Fred Payne’s motivation to be the best is how he separates himself with work ethic on and off the football field.
After a solid freshman season at Western Carolina, where he played in all 12 games at safety, Payne is back in the weight room during winter break at Gainesville High, where he graduated, continuing to train and stay in shape.
His long-term goal is to transition from a successful college run into a career as a defensive back in the NFL. He knows it’s going to take a lot of hard work, but nothing worth achieving comes without sacrifice.
“I’m just trying to stay confident and better myself at my craft every day,” said Payne, who finished his first semester of college with a 3.3 grade point average.
Payne’s biggest play for the Catamounts (2-10 in 2013) this season came against Auburn, when he intercepted a Jeremy Johnson pass on Oct. 12 at Jordan-Hare Stadium in Auburn, Ala. One week after making his first career start in conference play against Chattanooga, the 5-foot-8, 175-pound defensive back got the call to come into the game against the national title hopeful Tigers.
Payne, who will be pulling for Auburn in the BCS championship game, said that his coaches warned him before entering the game that Auburn might take deep shots against him since he was a freshman. While watching the wide receivers’ hips to follow direction, he was able to get in the right position for the interception on an underthrown post route. He said the biggest thing involved in making a big play in a boisterous environment was not getting overwhelmed by the atmosphere and fan noise.

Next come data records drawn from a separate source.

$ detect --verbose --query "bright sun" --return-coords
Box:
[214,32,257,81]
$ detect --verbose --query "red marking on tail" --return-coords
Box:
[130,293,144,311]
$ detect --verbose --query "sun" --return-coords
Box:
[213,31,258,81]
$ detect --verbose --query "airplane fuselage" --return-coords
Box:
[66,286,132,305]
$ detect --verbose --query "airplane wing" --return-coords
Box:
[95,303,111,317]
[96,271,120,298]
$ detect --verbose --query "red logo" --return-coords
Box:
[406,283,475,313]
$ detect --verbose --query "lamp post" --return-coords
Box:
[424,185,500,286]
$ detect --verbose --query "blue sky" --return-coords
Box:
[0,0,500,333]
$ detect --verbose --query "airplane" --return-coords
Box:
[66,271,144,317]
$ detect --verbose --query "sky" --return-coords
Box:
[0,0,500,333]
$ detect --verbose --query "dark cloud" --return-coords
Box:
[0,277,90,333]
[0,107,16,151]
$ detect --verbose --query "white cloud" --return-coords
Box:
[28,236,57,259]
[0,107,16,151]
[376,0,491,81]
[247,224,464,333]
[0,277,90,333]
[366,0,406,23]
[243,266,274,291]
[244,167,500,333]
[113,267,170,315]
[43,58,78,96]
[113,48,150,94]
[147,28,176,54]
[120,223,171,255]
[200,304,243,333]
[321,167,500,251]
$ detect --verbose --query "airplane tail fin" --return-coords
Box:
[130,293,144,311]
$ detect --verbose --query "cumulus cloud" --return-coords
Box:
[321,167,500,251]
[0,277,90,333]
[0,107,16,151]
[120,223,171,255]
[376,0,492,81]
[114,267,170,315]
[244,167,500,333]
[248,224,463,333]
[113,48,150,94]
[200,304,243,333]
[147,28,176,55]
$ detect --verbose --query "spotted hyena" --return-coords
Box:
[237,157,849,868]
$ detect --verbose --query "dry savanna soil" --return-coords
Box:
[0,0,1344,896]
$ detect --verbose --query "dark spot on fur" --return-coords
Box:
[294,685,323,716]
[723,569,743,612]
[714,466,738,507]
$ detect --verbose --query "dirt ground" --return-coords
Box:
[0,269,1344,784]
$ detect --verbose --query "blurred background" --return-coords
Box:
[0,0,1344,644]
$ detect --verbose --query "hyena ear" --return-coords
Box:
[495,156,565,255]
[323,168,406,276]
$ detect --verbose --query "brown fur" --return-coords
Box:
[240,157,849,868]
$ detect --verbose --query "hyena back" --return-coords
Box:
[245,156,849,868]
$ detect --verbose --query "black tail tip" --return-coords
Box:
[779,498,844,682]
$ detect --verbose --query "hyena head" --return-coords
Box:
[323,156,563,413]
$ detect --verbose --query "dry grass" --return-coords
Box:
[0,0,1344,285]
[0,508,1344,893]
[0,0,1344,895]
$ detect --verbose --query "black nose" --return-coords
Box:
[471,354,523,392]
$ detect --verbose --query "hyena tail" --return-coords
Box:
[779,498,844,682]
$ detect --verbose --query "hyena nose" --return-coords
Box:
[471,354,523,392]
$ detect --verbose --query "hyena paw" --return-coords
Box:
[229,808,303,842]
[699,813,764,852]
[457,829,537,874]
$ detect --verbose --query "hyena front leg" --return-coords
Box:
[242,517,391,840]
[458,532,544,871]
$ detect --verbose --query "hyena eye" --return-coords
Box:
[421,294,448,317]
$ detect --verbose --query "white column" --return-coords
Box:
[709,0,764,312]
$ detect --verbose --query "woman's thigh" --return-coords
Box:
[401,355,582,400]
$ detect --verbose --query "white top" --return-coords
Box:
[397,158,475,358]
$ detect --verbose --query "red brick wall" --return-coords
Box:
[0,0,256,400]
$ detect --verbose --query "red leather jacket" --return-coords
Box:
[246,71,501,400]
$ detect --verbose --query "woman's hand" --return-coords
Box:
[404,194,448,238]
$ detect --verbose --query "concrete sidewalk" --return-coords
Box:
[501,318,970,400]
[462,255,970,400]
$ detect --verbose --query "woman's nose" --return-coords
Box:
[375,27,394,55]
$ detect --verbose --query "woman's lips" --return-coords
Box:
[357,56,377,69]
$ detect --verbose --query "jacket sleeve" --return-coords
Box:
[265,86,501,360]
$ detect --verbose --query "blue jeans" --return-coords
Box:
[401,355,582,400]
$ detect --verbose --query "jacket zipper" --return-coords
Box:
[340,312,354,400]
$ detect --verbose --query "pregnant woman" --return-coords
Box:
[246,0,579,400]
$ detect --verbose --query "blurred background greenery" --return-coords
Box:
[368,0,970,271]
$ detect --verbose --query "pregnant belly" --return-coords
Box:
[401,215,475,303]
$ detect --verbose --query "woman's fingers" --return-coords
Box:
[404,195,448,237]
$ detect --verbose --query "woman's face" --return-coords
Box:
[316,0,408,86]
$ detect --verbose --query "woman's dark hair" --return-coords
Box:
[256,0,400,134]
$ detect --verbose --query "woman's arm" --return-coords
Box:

“It was incredible being able to make a big play against Auburn,” said Payne, who finished with a combined 360 tackles and 14 interceptions in high school. “I just trusted everything I’d learned before and blocked out all the distractions.”
Gainesville coach Bruce Miller first saw the news of Payne’s big play at Auburn on Facebook. Then they were able to talk about it in person when Payne arrived home. The Red Elephants coach had no doubts that Payne, who was a two-time All-State selection for the Red Elephants, would be an impact player at Western Carolina.
Even as a freshman.
“Fred’s one of the most self-motivated players,” Miller said. “And he’s always been an impact-type player.”
Payne is convinced he made the right decision to play at Western Carolina. He knew going in that it would be a young defensive unit, but in 2013 he helped the Catamounts snap a 25-game Southern Conference losing streak with a 27-24 overtime home victory against Elon.
Working his way into the starting lineup took a minor setback after injuring a rib during the preseason, Payne made a big splash in his first start with four tackles and a fumble recovery in conference play against Chattanooga on Oct. 5 — the week before his interception at Auburn.
He finished 2013 with 11 tackles.
Payne has a large network of support from the Gainesville football family. His older cousin is A.J. Johnson, who recently finished his third season as a starting linebacker at Tennessee. And one of his closest friends is his ‘little brother’ Deshaun Watson, who finished his career as Gainesville’s quarterback with a new state-record 13,1135 yards in 2013.
Payne says he is also inspired by former NFL greats, such as Deion Sanders and Ray Lewis. Miller says Payne has trained in the past with former Red Elephants’ standout players Damian Dowell and Mike Malone, who played running back at Western Carolina from 2003-07.
Payne wants to give motivation to the younger players from Gainesville who want to follow the same path as a Division I football player.
“I tell the younger guys, ‘don’t let anyone take away your dreams and set yourself apart by outworking the next guy,’” said Payne, who is training daily at Gainesville High while home for Christmas.